Follett and organisational theory
Follett came to management theory from an unusual angle. Not long after graduating, she became a social worker in one of Boston’s poorer neighbourhoods. Follett noted the damaging effect that a lack of community space had on the people around her, and set about creating social and educational groups. This was the beginning of her research into group dynamics.
Her central theory – that individuals and society shape each other – came from community centres, not the boardroom. Later, when she translated her theories to the workplace, she found the same dynamics applied: a group would be successful if allowed to define its own roles and work collaboratively.
She developed the idea of leadership through ‘power with’ not ‘power over’: in other words, the true leader focuses on collaboration, with conflict resolved through compromise. Her ideas were received positively: the woman once rejected by men-only Harvard was headhunted by President Roosevelt for business advice.

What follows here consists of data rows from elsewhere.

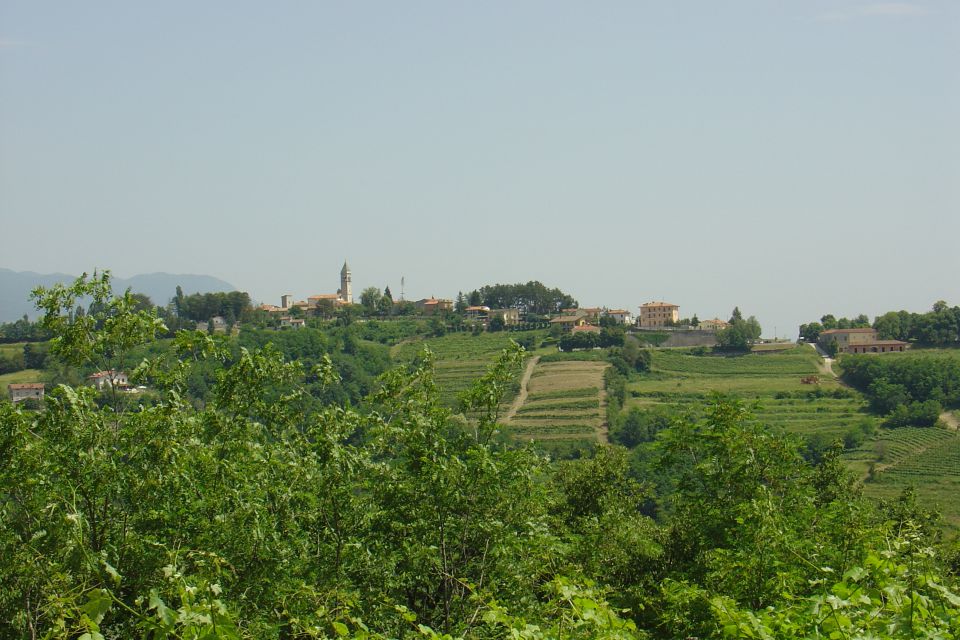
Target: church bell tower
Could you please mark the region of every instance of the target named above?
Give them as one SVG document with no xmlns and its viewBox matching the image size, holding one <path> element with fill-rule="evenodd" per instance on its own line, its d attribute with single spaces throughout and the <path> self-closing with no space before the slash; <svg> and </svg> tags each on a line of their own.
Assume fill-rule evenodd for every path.
<svg viewBox="0 0 960 640">
<path fill-rule="evenodd" d="M 343 269 L 340 269 L 340 300 L 353 304 L 353 284 L 350 277 L 350 267 L 347 261 L 343 261 Z"/>
</svg>

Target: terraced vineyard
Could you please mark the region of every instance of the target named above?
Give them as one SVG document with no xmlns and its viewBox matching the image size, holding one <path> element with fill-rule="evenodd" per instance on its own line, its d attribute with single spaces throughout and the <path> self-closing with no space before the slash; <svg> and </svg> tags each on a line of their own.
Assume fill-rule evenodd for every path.
<svg viewBox="0 0 960 640">
<path fill-rule="evenodd" d="M 947 527 L 960 532 L 960 433 L 931 427 L 885 429 L 851 457 L 854 468 L 870 478 L 864 485 L 867 495 L 893 499 L 913 487 L 922 504 L 939 509 Z"/>
<path fill-rule="evenodd" d="M 727 357 L 656 350 L 651 373 L 630 385 L 627 406 L 669 405 L 696 415 L 711 393 L 728 393 L 752 404 L 756 416 L 772 426 L 841 437 L 871 418 L 859 394 L 819 374 L 818 361 L 809 347 Z M 814 375 L 817 385 L 801 381 Z"/>
<path fill-rule="evenodd" d="M 487 372 L 501 351 L 510 346 L 511 340 L 534 338 L 539 344 L 543 331 L 494 332 L 473 335 L 452 333 L 438 338 L 426 338 L 403 342 L 391 350 L 395 362 L 410 362 L 427 347 L 433 352 L 436 365 L 436 381 L 444 404 L 454 407 L 458 395 Z M 519 374 L 519 372 L 518 372 Z M 511 398 L 506 398 L 509 402 Z"/>
<path fill-rule="evenodd" d="M 511 432 L 557 454 L 606 440 L 602 391 L 606 367 L 591 361 L 537 364 L 526 401 L 508 422 Z"/>
</svg>

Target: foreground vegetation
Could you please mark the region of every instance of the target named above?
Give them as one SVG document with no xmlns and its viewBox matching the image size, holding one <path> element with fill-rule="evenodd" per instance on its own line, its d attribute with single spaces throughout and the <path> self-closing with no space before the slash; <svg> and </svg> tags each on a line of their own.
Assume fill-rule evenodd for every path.
<svg viewBox="0 0 960 640">
<path fill-rule="evenodd" d="M 71 366 L 163 331 L 107 285 L 40 296 Z M 77 322 L 81 295 L 102 304 Z M 60 386 L 44 411 L 0 405 L 0 636 L 960 634 L 957 550 L 911 496 L 865 501 L 839 451 L 811 460 L 714 396 L 656 435 L 651 509 L 623 448 L 551 463 L 498 437 L 522 358 L 504 350 L 455 413 L 429 351 L 328 402 L 330 357 L 182 332 L 133 374 L 155 402 Z M 557 410 L 592 410 L 588 390 Z"/>
</svg>

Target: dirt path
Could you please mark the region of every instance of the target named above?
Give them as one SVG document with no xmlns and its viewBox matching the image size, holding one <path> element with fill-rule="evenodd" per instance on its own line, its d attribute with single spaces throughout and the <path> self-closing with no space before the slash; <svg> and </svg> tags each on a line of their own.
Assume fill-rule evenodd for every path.
<svg viewBox="0 0 960 640">
<path fill-rule="evenodd" d="M 817 369 L 820 370 L 820 373 L 824 375 L 828 375 L 831 378 L 836 378 L 837 374 L 833 370 L 833 358 L 827 355 L 827 352 L 821 349 L 820 345 L 818 345 L 817 343 L 808 342 L 807 344 L 813 347 L 813 350 L 816 351 L 817 355 L 820 356 L 820 358 L 822 359 L 820 362 L 817 363 Z"/>
<path fill-rule="evenodd" d="M 504 423 L 510 422 L 513 416 L 517 414 L 517 411 L 520 410 L 520 407 L 523 406 L 523 403 L 527 401 L 527 387 L 530 385 L 530 377 L 533 375 L 533 369 L 537 366 L 538 362 L 540 362 L 540 356 L 533 356 L 530 358 L 530 361 L 527 362 L 527 368 L 523 372 L 523 378 L 520 379 L 520 393 L 513 399 L 507 415 L 503 416 Z"/>
<path fill-rule="evenodd" d="M 957 416 L 952 411 L 944 411 L 941 413 L 940 421 L 947 425 L 948 429 L 960 431 L 960 420 L 957 420 Z"/>
<path fill-rule="evenodd" d="M 609 365 L 608 365 L 609 366 Z M 610 425 L 607 424 L 607 390 L 600 389 L 600 426 L 596 429 L 597 440 L 610 444 Z"/>
</svg>

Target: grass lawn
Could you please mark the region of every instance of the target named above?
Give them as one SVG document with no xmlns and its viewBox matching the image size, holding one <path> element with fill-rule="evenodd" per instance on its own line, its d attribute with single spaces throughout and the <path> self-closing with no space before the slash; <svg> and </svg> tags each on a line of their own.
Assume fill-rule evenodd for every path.
<svg viewBox="0 0 960 640">
<path fill-rule="evenodd" d="M 8 384 L 18 384 L 22 382 L 43 382 L 40 377 L 43 371 L 40 369 L 24 369 L 23 371 L 14 371 L 0 376 L 0 392 L 7 394 Z"/>
</svg>

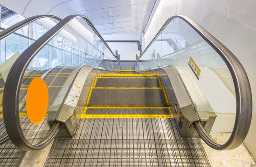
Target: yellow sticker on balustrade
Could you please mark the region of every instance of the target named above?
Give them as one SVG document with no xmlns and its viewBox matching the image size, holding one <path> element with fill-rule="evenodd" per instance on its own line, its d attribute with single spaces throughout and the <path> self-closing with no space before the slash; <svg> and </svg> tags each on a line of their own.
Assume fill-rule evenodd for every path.
<svg viewBox="0 0 256 167">
<path fill-rule="evenodd" d="M 200 76 L 200 73 L 201 72 L 201 71 L 191 57 L 189 57 L 188 65 L 189 66 L 191 70 L 192 70 L 192 71 L 193 71 L 194 74 L 195 75 L 195 77 L 196 77 L 197 79 L 199 79 L 199 76 Z"/>
</svg>

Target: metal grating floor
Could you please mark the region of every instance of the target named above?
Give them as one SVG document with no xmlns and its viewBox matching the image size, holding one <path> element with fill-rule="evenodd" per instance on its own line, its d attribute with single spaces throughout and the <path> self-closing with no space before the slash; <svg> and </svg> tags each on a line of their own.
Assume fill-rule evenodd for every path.
<svg viewBox="0 0 256 167">
<path fill-rule="evenodd" d="M 18 167 L 26 153 L 9 140 L 0 145 L 0 167 Z"/>
<path fill-rule="evenodd" d="M 56 139 L 46 167 L 210 167 L 199 139 L 172 118 L 81 119 L 73 139 Z"/>
<path fill-rule="evenodd" d="M 24 135 L 27 140 L 32 143 L 36 143 L 46 135 L 49 130 L 47 119 L 42 123 L 33 124 L 27 116 L 20 116 L 21 123 Z M 6 132 L 3 119 L 0 119 L 1 134 Z M 26 151 L 17 148 L 10 140 L 0 145 L 0 167 L 18 167 Z"/>
</svg>

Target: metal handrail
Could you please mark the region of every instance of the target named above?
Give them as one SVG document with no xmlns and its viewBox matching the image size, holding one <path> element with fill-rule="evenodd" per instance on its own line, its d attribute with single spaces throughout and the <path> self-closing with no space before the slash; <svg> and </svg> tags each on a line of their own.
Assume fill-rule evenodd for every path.
<svg viewBox="0 0 256 167">
<path fill-rule="evenodd" d="M 9 35 L 12 34 L 13 33 L 15 33 L 14 32 L 24 27 L 31 22 L 38 19 L 44 18 L 52 18 L 60 21 L 61 20 L 61 18 L 51 15 L 42 15 L 31 17 L 19 22 L 19 23 L 15 24 L 7 28 L 4 29 L 1 27 L 0 29 L 2 29 L 2 31 L 0 32 L 0 40 L 7 37 Z M 6 132 L 3 135 L 0 136 L 0 145 L 8 141 L 9 139 L 8 134 Z"/>
<path fill-rule="evenodd" d="M 66 17 L 24 51 L 18 58 L 10 70 L 5 85 L 3 100 L 4 122 L 7 131 L 12 141 L 22 150 L 38 150 L 46 147 L 56 135 L 56 132 L 59 130 L 60 125 L 58 123 L 52 127 L 49 132 L 50 131 L 51 133 L 48 133 L 46 138 L 36 145 L 30 143 L 23 134 L 19 116 L 19 96 L 22 78 L 27 68 L 44 46 L 72 20 L 78 18 L 85 20 L 106 45 L 113 56 L 118 61 L 91 22 L 85 16 L 81 15 L 71 15 Z M 14 120 L 15 123 L 14 123 Z M 50 134 L 50 137 L 48 137 L 48 136 Z"/>
<path fill-rule="evenodd" d="M 52 18 L 54 19 L 55 19 L 59 21 L 61 21 L 62 20 L 62 19 L 59 17 L 51 15 L 42 15 L 30 17 L 30 18 L 20 21 L 19 23 L 16 23 L 14 25 L 10 26 L 10 27 L 5 29 L 2 31 L 0 32 L 0 40 L 2 39 L 5 37 L 6 37 L 7 36 L 19 30 L 20 28 L 22 28 L 27 24 L 29 24 L 31 22 L 33 22 L 34 21 L 35 21 L 39 19 L 44 18 Z"/>
<path fill-rule="evenodd" d="M 243 141 L 249 128 L 252 113 L 252 100 L 249 80 L 245 71 L 236 57 L 218 39 L 191 19 L 185 16 L 175 15 L 169 18 L 151 41 L 138 60 L 162 33 L 165 28 L 174 19 L 181 19 L 186 22 L 220 55 L 228 66 L 234 82 L 236 102 L 236 112 L 233 130 L 228 140 L 220 145 L 204 131 L 200 122 L 193 124 L 204 141 L 217 150 L 228 150 L 238 147 Z"/>
</svg>

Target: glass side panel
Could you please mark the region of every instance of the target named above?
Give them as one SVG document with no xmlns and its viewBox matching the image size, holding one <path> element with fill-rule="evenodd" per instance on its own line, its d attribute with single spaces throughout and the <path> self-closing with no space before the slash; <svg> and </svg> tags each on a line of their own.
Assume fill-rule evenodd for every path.
<svg viewBox="0 0 256 167">
<path fill-rule="evenodd" d="M 208 122 L 203 123 L 205 130 L 220 144 L 226 142 L 235 124 L 236 101 L 225 62 L 189 25 L 175 19 L 138 62 L 139 70 L 166 64 L 180 74 L 202 122 Z"/>
<path fill-rule="evenodd" d="M 9 19 L 11 18 L 13 18 L 13 17 L 6 18 L 6 19 L 2 20 L 2 24 L 6 23 L 6 21 L 7 20 L 10 21 L 11 20 Z M 14 21 L 17 22 L 16 20 L 14 20 Z M 1 96 L 0 116 L 2 116 L 2 108 L 1 106 L 5 83 L 9 71 L 13 64 L 20 54 L 32 44 L 35 41 L 38 39 L 53 26 L 56 25 L 58 22 L 58 20 L 50 18 L 39 19 L 28 24 L 0 40 L 0 93 Z M 12 22 L 11 21 L 8 23 L 11 24 Z M 16 23 L 16 22 L 15 23 Z M 2 25 L 3 24 L 2 24 Z M 8 26 L 7 26 L 6 28 Z M 47 61 L 47 59 L 45 58 L 45 55 L 47 54 L 48 57 L 49 56 L 48 51 L 46 49 L 44 48 L 40 52 L 39 55 L 39 61 L 34 61 L 33 64 L 36 64 L 38 66 L 42 66 L 43 68 L 49 66 L 49 61 Z M 28 74 L 30 75 L 30 74 Z M 26 76 L 26 77 L 28 78 L 27 79 L 29 79 L 28 78 L 31 77 L 29 76 Z M 26 92 L 26 89 L 28 88 L 28 87 L 26 86 L 27 85 L 27 81 L 23 82 L 22 84 L 22 88 L 21 90 L 22 93 L 20 94 L 20 101 L 23 100 L 23 98 L 26 96 L 26 93 L 24 93 L 24 92 Z M 25 102 L 21 103 L 21 107 L 24 107 L 23 106 L 24 104 L 25 104 Z M 24 124 L 24 126 L 27 126 L 26 123 L 27 121 L 24 121 L 25 120 L 24 118 L 24 116 L 21 117 L 22 124 Z M 0 118 L 0 119 L 1 119 L 3 118 Z M 0 135 L 2 135 L 5 132 L 5 128 L 2 128 L 2 130 L 0 131 Z"/>
<path fill-rule="evenodd" d="M 85 20 L 77 18 L 70 21 L 35 55 L 23 76 L 20 93 L 20 105 L 23 108 L 20 111 L 25 116 L 22 119 L 26 124 L 21 121 L 25 137 L 35 144 L 45 136 L 49 130 L 46 117 L 51 114 L 51 117 L 54 117 L 52 116 L 56 114 L 63 104 L 76 74 L 83 64 L 116 70 L 118 64 L 111 51 Z M 43 79 L 46 84 L 49 102 L 45 118 L 36 124 L 27 116 L 24 97 L 29 85 L 38 77 Z M 30 134 L 27 133 L 28 131 L 30 133 L 37 132 L 39 135 L 36 139 L 30 140 Z"/>
</svg>

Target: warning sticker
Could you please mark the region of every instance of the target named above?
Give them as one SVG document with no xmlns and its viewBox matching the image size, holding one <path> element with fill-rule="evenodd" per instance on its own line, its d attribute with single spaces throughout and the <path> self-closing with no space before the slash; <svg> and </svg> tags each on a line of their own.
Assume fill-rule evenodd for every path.
<svg viewBox="0 0 256 167">
<path fill-rule="evenodd" d="M 76 107 L 82 90 L 82 87 L 74 84 L 64 103 L 70 106 Z"/>
<path fill-rule="evenodd" d="M 193 60 L 192 58 L 191 57 L 189 57 L 189 61 L 188 62 L 188 65 L 192 70 L 194 74 L 195 75 L 195 77 L 197 79 L 199 79 L 199 76 L 200 76 L 200 73 L 201 71 L 199 69 L 199 68 L 196 65 L 194 61 Z"/>
</svg>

Applying Follett’s research to employee engagement
After Follett’s death, her work was largely forgotten. However, towards the middle of the 20th-century there was a resurgence of interest in ‘soft’ organisational theory, including Elton Mayo’s Human Relations Movement, which expanded on Follett’s group dynamic theories.
Follett’s incredibly modern-seeming approach has a simple central message: employees will be more engaged, productive and happy if they’re given autonomy within their roles, treated as intelligent individuals and allowed to work cooperatively.
Understanding Follett’s theories as engagement ‘drivers’
Follett argued that a single leader model, with a typical ‘boss’ figure barking out orders, could never be truly successful in a complex organisation. Allowing groups to use their own ideas and experience not only harnesses a great intelligence resource, it also empowers employees by acknowledging their individual skills.
Working a century after Follett, how can today’s managers apply her theories of group dynamics? Try increasing opportunities for colleagues to work together by establishing project teams or open-plan offices. Allow individuals greater flexibility to achieve their appraisal targets in their own way: your goals may be fixed, but how they’re reached doesn’t have to be.
Follett is sometimes credited with coining the term ‘win-win’; encouraging employee Autonomy is certainly a win-win for both the organisation and the individual.